FONDA - Parents and members of the Mid-Year Budget Committee met and discussed ideas to solve the current budget problems at Fonda-Fultonville Central School on Monday, where almost $500,000 in cuts are needed to close a budget gap.
Without spending cuts, the district would face a $1.4 million budget gap for 2013-14, requiring the tax levy to go up about 20 percent.
The committee will help determine the cuts that can be made to help build up the district's fund balance and avert cash-flow problems at the end of the year.
Interim Superintendent Patrick Michel said the meeting with parents was only a discussion about what could be cut.
"Just because we're saying we could cut these things, doesn't mean we're going to," said committee member Kathleen Georgia.

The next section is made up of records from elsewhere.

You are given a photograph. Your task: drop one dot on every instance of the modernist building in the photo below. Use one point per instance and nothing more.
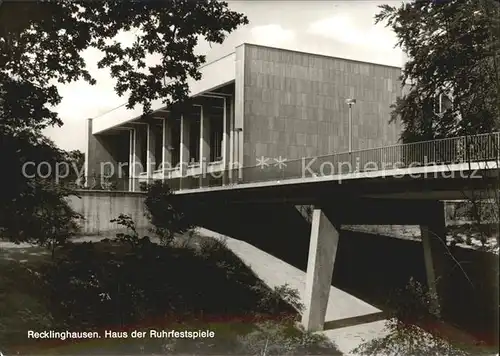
(255, 102)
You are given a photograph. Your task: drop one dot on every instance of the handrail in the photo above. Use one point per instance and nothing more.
(446, 151)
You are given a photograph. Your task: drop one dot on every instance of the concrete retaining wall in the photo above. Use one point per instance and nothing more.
(99, 207)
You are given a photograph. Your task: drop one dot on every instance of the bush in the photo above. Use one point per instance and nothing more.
(416, 307)
(166, 219)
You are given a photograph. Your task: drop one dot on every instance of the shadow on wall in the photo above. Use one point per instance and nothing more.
(99, 207)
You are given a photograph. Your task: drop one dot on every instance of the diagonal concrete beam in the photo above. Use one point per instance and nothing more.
(322, 251)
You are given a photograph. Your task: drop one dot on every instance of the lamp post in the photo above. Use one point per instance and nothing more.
(351, 103)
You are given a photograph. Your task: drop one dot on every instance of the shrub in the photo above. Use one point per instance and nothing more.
(415, 306)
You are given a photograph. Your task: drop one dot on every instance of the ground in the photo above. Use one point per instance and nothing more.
(198, 284)
(351, 322)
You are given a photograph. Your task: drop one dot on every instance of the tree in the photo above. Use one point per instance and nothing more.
(41, 44)
(453, 49)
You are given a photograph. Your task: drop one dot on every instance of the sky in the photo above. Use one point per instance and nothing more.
(337, 28)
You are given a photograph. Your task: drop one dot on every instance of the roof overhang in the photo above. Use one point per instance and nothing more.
(214, 75)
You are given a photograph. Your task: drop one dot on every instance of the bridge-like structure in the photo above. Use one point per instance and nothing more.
(448, 157)
(401, 185)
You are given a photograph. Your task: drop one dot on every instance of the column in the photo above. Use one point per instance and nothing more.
(436, 253)
(166, 145)
(204, 142)
(225, 132)
(226, 139)
(88, 133)
(139, 165)
(322, 252)
(184, 149)
(131, 167)
(150, 153)
(231, 133)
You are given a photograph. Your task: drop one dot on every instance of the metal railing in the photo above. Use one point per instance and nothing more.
(448, 151)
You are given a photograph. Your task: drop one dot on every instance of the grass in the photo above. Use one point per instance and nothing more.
(195, 284)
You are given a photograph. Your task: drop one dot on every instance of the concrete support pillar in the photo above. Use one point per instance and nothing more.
(184, 149)
(322, 252)
(150, 154)
(436, 253)
(138, 165)
(88, 136)
(166, 146)
(131, 162)
(225, 132)
(226, 138)
(204, 140)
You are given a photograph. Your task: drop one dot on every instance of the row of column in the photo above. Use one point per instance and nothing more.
(137, 144)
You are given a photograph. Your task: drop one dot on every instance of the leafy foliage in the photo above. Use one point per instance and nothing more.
(453, 49)
(33, 209)
(43, 42)
(415, 308)
(42, 45)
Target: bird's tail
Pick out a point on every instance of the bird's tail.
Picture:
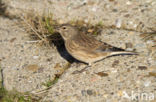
(123, 53)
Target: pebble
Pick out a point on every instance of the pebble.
(94, 9)
(128, 3)
(118, 23)
(35, 57)
(147, 83)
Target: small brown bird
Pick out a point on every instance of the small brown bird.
(86, 48)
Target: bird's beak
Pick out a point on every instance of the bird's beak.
(56, 28)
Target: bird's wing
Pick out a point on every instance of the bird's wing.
(108, 48)
(93, 44)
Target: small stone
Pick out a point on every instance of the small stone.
(90, 92)
(147, 83)
(128, 3)
(115, 63)
(129, 45)
(12, 40)
(60, 21)
(102, 74)
(142, 67)
(94, 9)
(32, 67)
(90, 30)
(35, 57)
(118, 23)
(115, 10)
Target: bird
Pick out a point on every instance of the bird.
(86, 48)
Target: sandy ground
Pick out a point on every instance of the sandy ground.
(26, 66)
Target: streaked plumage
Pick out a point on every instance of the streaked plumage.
(86, 48)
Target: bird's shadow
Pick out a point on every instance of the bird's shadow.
(60, 45)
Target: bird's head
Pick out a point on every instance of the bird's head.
(67, 31)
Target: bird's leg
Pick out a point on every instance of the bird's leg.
(82, 70)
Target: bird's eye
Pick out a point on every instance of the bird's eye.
(64, 28)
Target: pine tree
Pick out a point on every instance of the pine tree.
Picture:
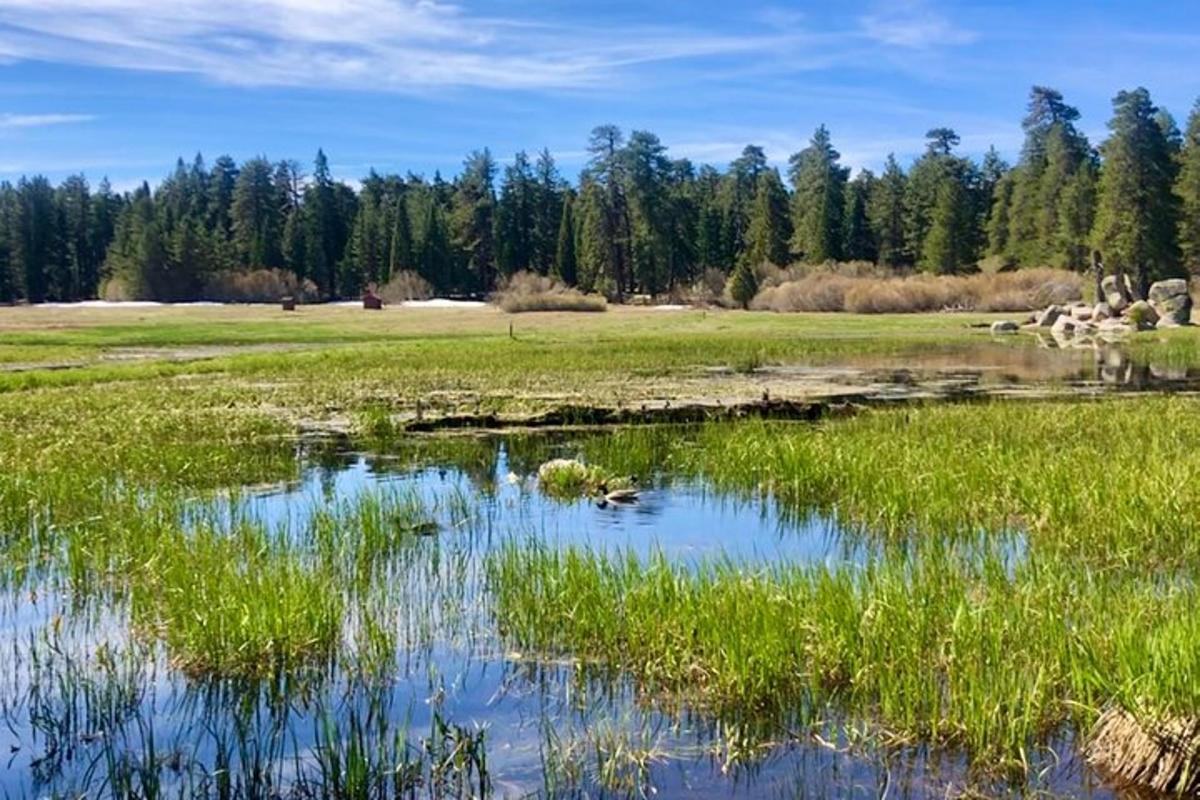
(946, 247)
(945, 206)
(743, 283)
(1187, 187)
(647, 170)
(36, 244)
(256, 215)
(769, 230)
(595, 247)
(859, 240)
(1000, 217)
(400, 253)
(1077, 215)
(1137, 209)
(547, 212)
(711, 251)
(10, 278)
(474, 217)
(222, 181)
(886, 210)
(737, 193)
(565, 266)
(79, 270)
(606, 239)
(819, 200)
(515, 216)
(1053, 151)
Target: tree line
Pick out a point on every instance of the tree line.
(636, 220)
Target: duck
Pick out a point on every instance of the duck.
(627, 493)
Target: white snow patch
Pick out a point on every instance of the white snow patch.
(119, 304)
(442, 302)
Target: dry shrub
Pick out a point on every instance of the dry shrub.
(406, 286)
(707, 290)
(868, 289)
(115, 290)
(257, 286)
(529, 292)
(817, 292)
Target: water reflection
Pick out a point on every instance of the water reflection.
(90, 709)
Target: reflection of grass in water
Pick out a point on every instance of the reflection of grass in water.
(945, 637)
(613, 755)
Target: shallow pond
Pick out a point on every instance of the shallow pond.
(88, 709)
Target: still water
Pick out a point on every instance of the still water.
(89, 709)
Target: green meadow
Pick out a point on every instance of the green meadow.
(1027, 564)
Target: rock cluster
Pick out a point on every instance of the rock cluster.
(1169, 305)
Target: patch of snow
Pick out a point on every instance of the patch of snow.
(120, 304)
(442, 302)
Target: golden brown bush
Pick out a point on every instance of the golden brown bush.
(865, 289)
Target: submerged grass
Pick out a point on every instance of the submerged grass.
(930, 649)
(1033, 564)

Some of the suggestions included eliminating spring athletics, reducing staff and transportation costs and closing the high school pool.
The next committee meeting is scheduled for Monday.
Michel said the meeting will be closed to the public. The committee will discuss the cuts the committee will recommend to the school district's Board of Education, Michel said. The cuts will be approved within a month.
"I don't think I have a feeling yet for what the committee feels," said Bonnie Couture, a member of the committee.
More than 30 parents and concerned citizens attended the meeting Monday.
"I think people are too worried about saving what we have instead of building what we need," parent Mike Andersen said during the meeting.
"I do have high hopes. I think it was a good forum for everybody to at least get started having a discussion. Obviously not for a decision," Matt Derby of Tribes Hill said. "I'm a little dissatisfied with the numbers."
Michel appeared pleased with the input from parents.
"I think the positive take-away for me is we have to look towards reinventing ourselves and looking towards the future where crisis is an opportunity," Michel said.
The Transportation Committee will meet at 6:30 p.m. today at the school. That committee will discuss possible cuts to the transportation department of the school.
A routine audit this month indicated the district's fund balance was depleted by unexpected health insurance costs and reductions in state building aid reimbursements.
Michel said between cuts in state aid and lower enrollment, the district does not have the funds necessary to continue without cuts.
Without spending cuts, the district would face a $1.7 million budget gap for 2013-14, requiring the tax levy to go up about 20 percent.
For the upcoming 2013-14 budget, the district would have to deal with a $1.7 million deficit if there are no spending cuts. By 2016-17, that could roughly double to a $3.3 million deficit, according to projections provided Monday.